More than a year after Donald Trump lost the presidency, federal labor leaders are aggravated by how long it is taking to completely flush his influence from the government.
During Monday’s session of AFGE’s annual legislative conference, President Everett Kelley gushed about Biden’s strong relationship with the largest federal labor organization.
“While President Biden hasn’t given us everything we want, he’s already proven himself the most pro-union president of my lifetime,” Kelley told union members. “I’ve met with the president twice so far. That didn’t happen before with other U.S. presidents.”
He lauded “some big victories” under Biden — a long list that includes repealing “his predecessor’s anti-worker executive orders that threatened our collective bargaining rights, our ability to represent, and the fairness of the discipline system.”
With a partner in the White House, Kelley boasted, “this has been one of our most productive, successful years ever.”
Then came the “but” and the “betrayal.”
“But I’d be lying to you if I said every promise has been kept,” Kelley continued, “at least, not at the VA.”
He is upset with recommendations in VA’s Asset and Infrastructure Review (AIR) Commission report. They were developed “by asking ourselves one question above all else: what’s best for the Veterans we serve,” Veterans Affairs Secretary Denis McDonough said in a statement when releasing the document March 14.
He got the question right but the answer wrong in AFGE’s view.
Under the recommendations, which must survive a lengthy approval process, the number of VA medical centers would drop to 168 from 171, community-based outpatient clinics to 469 from 555 and other outpatient services clinics to 169 from 255, as my colleague Lisa Rein reported.
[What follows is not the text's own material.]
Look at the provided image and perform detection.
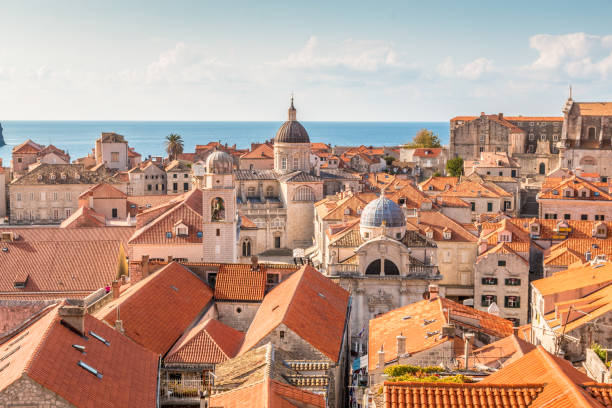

The restructuring also calls for a 56 percent increase in multi-specialty community-based outpatient clinics and jumping the number of stand-alone community living centers from two to 29.
Fighting suggestions to close Department of Veterans Affairs medical facilities, he added, “is our number one, our immediate priority.”
Closing the facilities, Kelley complained, “is a betrayal of our veterans and our brothers and sisters who work in the VA. And it’s a betrayal of all of us, because VA closures replace the care our members provide with private care that costs more and leaves veterans with worse health outcomes.”
While the process started under Trump, when Congress approved legislation requiring VA’s infrastructure review, Kelley blasted the Biden administration, saying that “now we have a hit list from the secretary, and it is very aggressive, very destructive.”
Later, by email, Kelley said McDonough “should have insisted that the VA’s recommendations account for the effects of a nearly two-year-long pandemic” and rejected any closures because they “will only result in more veterans being forced into private, for-profit care where they will pay more for worse outcomes.” Kelley wants VA to “focus exclusively on expanding and improving VA facilities in every location.”
Office of Personnel Management Director Kiran Ahuja told the gathering by video that federal employees should “go to work every day for a federal government that serves as a model employer.” But for AFGE, two agencies in particular, the Education Department and the Social Security Administration, don’t meet that mark.
AFGE leaders criticized officials there for continuing to act like Trump’s anti-union edicts remain in effect, despite Biden’s policies to the contrary.
“You still have those holdovers from the previous administration,” Kelley told reporters, “that just don't want to give up any form of authority.”
Social Security officials continue to pursue an “aggressive anti-union/anti-employee bargaining approach … undoubtedly directed by the Trump orders,” said an email from Rich Couture, AFGE’s spokesman on Social Security.
Among the current Social Security polices Couture cited as “antithetical” to Biden’s agenda are “draconian official time cuts” and the “elimination and reduction of union office space nationwide, which similarly limits our ability to represent and access employees, especially now with reentry at agency installations now starting.” Official time allows union leaders to represent workers in limited ways, such as grievance procedures, while on government time.
A Social Security statement said it “complied with all of the administration’s labor policies and is fully committed to positive relations with our labor partners. Last year, we offered to renegotiate major provisions of our collective bargaining agreements with all three of our unions. Two of our unions accepted and we are currently in contract negotiations with them. AFGE did not accept that offer and is pursuing arbitration to revoke the entire 2019 contract.”
AFGE officials say the Education Department also is antithetical to Biden’s leadership and has not improved management-labor relations in several significant ways. On their list is the agency’s failure to bargain a new contract, to negotiate telework policy, to honor dues withholding and to approve official time.
In response, the department declared itself in “full embrace” of Biden’s pro-union agenda and said it “has taken deliberate actions to substantially alter a number of our major policies to be more employee friendly,” while “enhancing how we engage with our Union partner.”
That’s happening too slowly for union leaders.
“We are in settlement discussions and are hopeful for resolution,” said Cathie McQuiston, AFGE’s deputy general counsel. “But having these large number of issues drag on into year two of the Biden administration doesn’t exactly convey a sense of urgency.”